Trump derangement syndrome (TDS) is a pejorative term, usually for criticism or negative reactions to former United States president Donald Trump that are perceived to be irrational and to have little regard towards Trump's actual policy positions, or actions undertaken by his administration.[1] The term has mainly been used by Trump supporters to discredit criticism of him, as a way of reframing the discussion by suggesting that his opponents are incapable of accurately perceiving the world.[2][3][4] Journalists have used the term to call for restraint when judging Trump's statements and actions.[5][6][7]

Origin of the term

The origin of the term is traced to conservative political columnist and commentator Charles Krauthammer, a psychiatrist, who coined the phrase Bush derangement syndrome in 2003 during the presidency of George W. Bush. That "syndrome" was defined by Krauthammer as "the acute onset of paranoia in otherwise normal people in reaction to the policies, the presidency—nay—the very existence of George W. Bush".[8][9][10][11] The first use of the term Trump derangement syndrome may have been by Esther Goldberg in an August 2015 op-ed in The American Spectator; she applied the term to "Ruling Class Republicans" who are dismissive or contemptuous of Trump.[12] Krauthammer, in an op-ed harshly criticizing Trump, commented that—in addition to general hysteria about Trump—the "Trump Derangement Syndrome" was the "inability to distinguish between legitimate policy differences and ... signs of psychic pathology" in his behavior.[11]


Fareed Zakaria defined the syndrome as "hatred of President Trump so intense that it impairs people's judgment".[5][13] CNN's editor-at-large Chris Cillizza called TDS "the preferred nomenclature of Trump defenders who view those who oppose him and his policies as nothing more than the blind hatred of those who preach tolerance and free speech".[1] Pointing to previous allegations of Bush Derangement Syndrome and Obama Derangement Syndrome, Cillizza suggested, "Viewed more broadly, the rise of presidential derangement syndromes is a function of increased polarization—not to mention our national self-sorting—at work in the country today."[1] Bret Stephens has described the term as something used by conservative groups whenever someone speaks out critically against Trump, regardless of political affiliation.[14]

Political analyst John Avlon uses the term using a more generalized sense inclusive of positive emotions as well as hatred towards Trump, so that for example, TDS accounts for denialism about Trump's defeat in the 2020 election, as a "political diagnosis" of people who "simply can't accept the fact that he lost the election."[15][16]

This new definition derogatorily describing the nature of Trump followers rather than his deriders has been picked up by others and widely used.[17][18][19][20][21][22][23]

Politico co-founder John Harris wrote that TDS is related to gaslighting, "another psychological concept in vogue in the Trump era."[24]


The term has been widely applied by pro-Trump writers to critics of Trump, accusing them of responding negatively to a wide range of Trump's statements and actions.[25][26][27]

The use of the term has been called part of a broader GOP strategy to discredit criticisms of Trump's actions, as a way of "reframing" the discussion by suggesting his political opponents are incapable of accurately perceiving the world.

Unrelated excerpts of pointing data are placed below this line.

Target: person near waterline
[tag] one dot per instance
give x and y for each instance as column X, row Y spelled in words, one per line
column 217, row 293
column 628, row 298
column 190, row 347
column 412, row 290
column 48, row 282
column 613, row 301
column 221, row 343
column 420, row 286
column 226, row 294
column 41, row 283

However, according to Kathleen Hall Jamieson of Annenberg Public Policy Center, the term could backfire on Trump supporters because people might interpret it to mean that Trump is the one who is "deranged", rather than those who criticize him.[2] Some Trump supporters have asserted that he plays a form of "multi-dimensional chess" on a mental level his critics cannot comprehend, which they say explains why critics are frustrated and confused by Trump's words and actions.[28][29][30][31] Fox News anchor Bret Baier and former House speaker Paul Ryan have characterized Trump as a "troll" who makes controversial statements to see his adversaries' "heads explode".[32][33]

The term has been used by journalists critical of Trump to call for restraint.[5][6][7] Fareed Zakaria, who urged Americans to vote against Trump calling him a "cancer on American democracy", argues that every Trump policy "cannot axiomatically be wrong, evil and dangerous".[5] Adam Gopnik, who takes a strong anti-Trump position, responded to these assertions that it is a "huge and even fatal mistake for liberals (and constitutional conservatives) to respond negatively to every Trump initiative, every Trump policy, and every Trump idea". Arguing that Trump's opponents must instead recognize that the real problem is "Deranged Trump Self-Delusion", Gopnik defined the "Syndrome" as President Trump's "daily spasm of narcissistic gratification and episodic vanity".[26]

Examples of use

Senator Rand Paul has cited the so-called syndrome several times. In a July 16, 2018, interview he said investigators should simply focus on election security and stop "accusing Trump of collusion with the Russians and all this craziness that's not true"—accusations which he said were entirely motivated by "Trump derangement syndrome".[34]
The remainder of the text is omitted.